« Dave Winer: Show me that mathematical proof! | Main | Evolution = Revolution »

April 30, 2006

Comments

Randy Charles Morin

You keep saying it's "not broken". But I keep seeing that PubSub and Technorati continue to fail to index blogs that are obviously pinging both regularly. I even manually ping from time-to-time to force an update and this still doesn't work.

Anybody can see this for themself.

http://www.pubsub.com/site_stats.php?site=kbcafe.com

Note the days with zero posts. I post a lot 5-20 times per day and more every day. Those zeros represent 5-20 dropped pings. Now click on the inlink and outlink totals for the last few days. Blankness. So, there's no actual data behind these numbers.

Now let's examine Technorati...

http://www.technorati.com/search/www.kbcafe.com%2Fiblogthere4im

My primary blog that is updated several times per day and pings Technorati with each post hasn't been updated in 53 days.

As anybody can tell, there's a disconnect between what Bob is saying and the end result.

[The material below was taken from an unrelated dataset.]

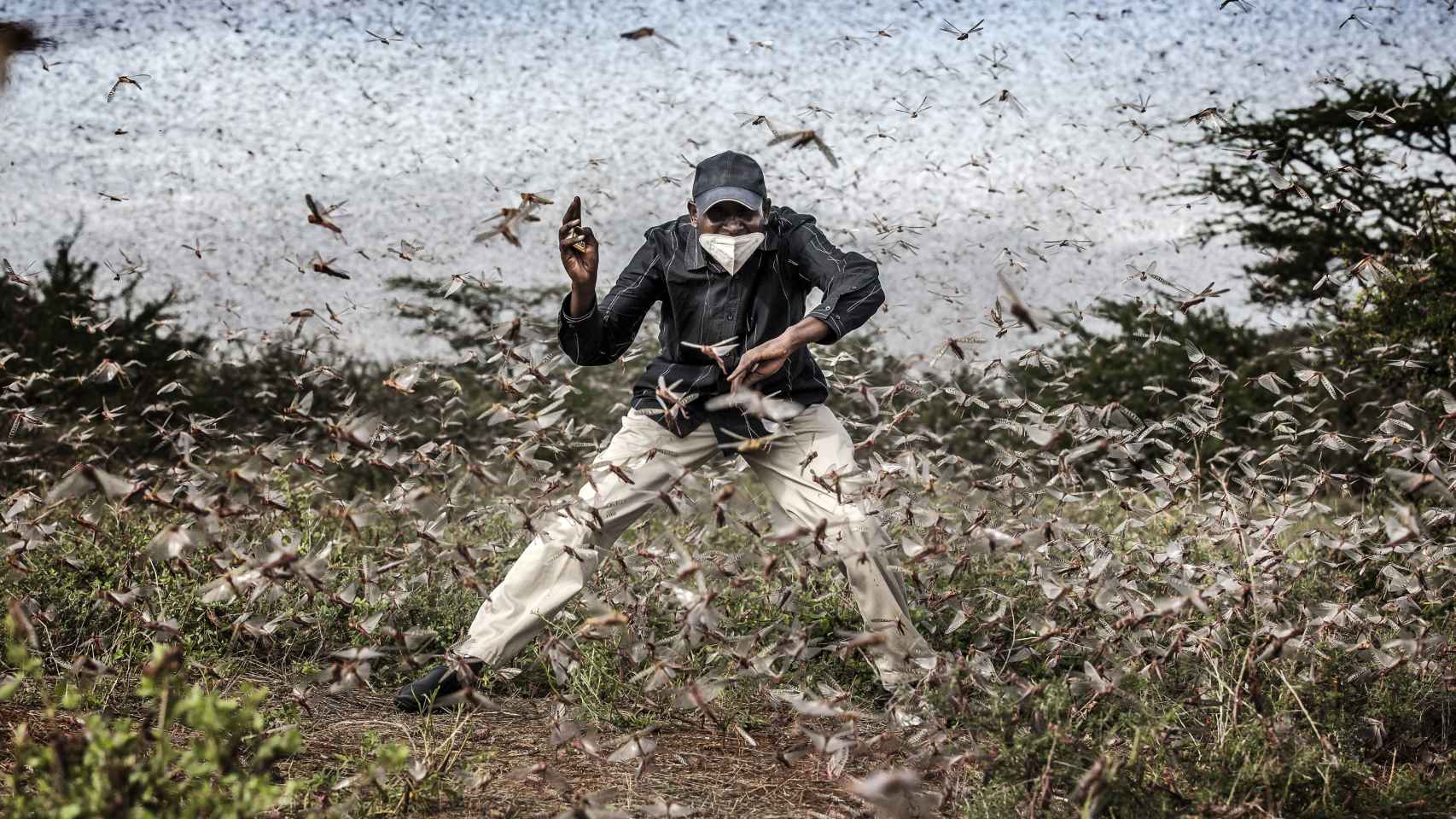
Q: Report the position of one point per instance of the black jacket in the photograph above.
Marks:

Am I still a bit light on data?

[Randy, we're having some "issues" with our LinkRank and LinkCount applications. At this point is that the statistics we're publishing don't accurately reflect the items we're picking up, processing and "indexing" from the feeds we read. Yes, this is embarrassing... Please note that the various statistics applications we host are layered on top of the basic publish/subscribe content-routing system. Thus, an issue with the statistics does not necessarily indicate an issue with the underlying system. (It might, but in this case it doesn't.) So, it would be reasonable to say that our stats are temporarily screwed up, however, that doesn't make it reasonable to suggest that the core matching system is broken. In fact, in recent weeks, the core system has been running massively better than it has in a very long time.

bob wyman]

Dossy Shiobara

Bob, I read your response to Randy ... is the PubSub "search subscription" service also "layered on top of the basic pub/sub content-routing system" too, because it's broken as well.

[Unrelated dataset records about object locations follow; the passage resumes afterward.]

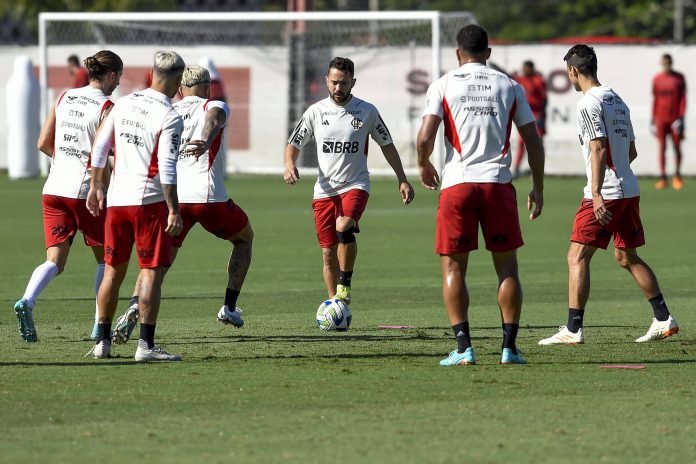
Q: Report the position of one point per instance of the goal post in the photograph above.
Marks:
(271, 66)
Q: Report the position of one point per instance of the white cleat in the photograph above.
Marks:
(564, 337)
(228, 317)
(145, 354)
(660, 330)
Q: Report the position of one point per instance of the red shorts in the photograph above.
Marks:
(625, 225)
(326, 210)
(223, 219)
(463, 206)
(143, 225)
(63, 217)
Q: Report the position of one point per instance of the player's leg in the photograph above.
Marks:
(661, 132)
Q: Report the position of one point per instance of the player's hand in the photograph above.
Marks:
(429, 177)
(291, 175)
(407, 193)
(602, 214)
(535, 199)
(197, 147)
(174, 224)
(95, 201)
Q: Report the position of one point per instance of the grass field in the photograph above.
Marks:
(279, 390)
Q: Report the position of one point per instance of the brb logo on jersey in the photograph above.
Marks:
(337, 148)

http://atom.pubsub.com/2e/79/86e2eeb2212ae45c8ba91cde29.xml

It says last updated "2006-05-18T11:09:36-04:00" but the most recent entry was published "2006-05-15T09:00:02-04:00" -- the most recent entry on my blog is http://dossy.org/archives/000282.html from 5/16 9:05 AM US/Eastern -- two days ago, now.

This entry appears in the feed many times, 18 out of the 31 results, in fact:

del.icio.us/dossy links since May 1, 2006 at 09:00 AM
http://dossy.org/archives/000278.html

Results aren't sorted in reverse chronological order (most recent first) which is odd, too.

And, the whole promise of PubSub.com's service is that it searches ALL of the web, right? If it's not even picking up my own blog's entries in a timely fashion, what level of confidence should I have that it's not missing LOTS of other sites that I don't even know about, yet? The whole aspect of "searching the future and discovering new sources" of PubSub.com gets thrown into doubt if there's little confidence in its accuracy.

Dossy Shiobara

I think I know why my 5/16 wine entry isn't showing up: no use of the word "dossy" anywhere except in the metadata (dc:creator, and URLs). I think PubSub search should match on the URLs though -- would let me find out who's linking to me without waiting for click-throughs on the links to see them in my referer reports. I guess I'm using Technorati for that, though.

The comments to this entry are closed.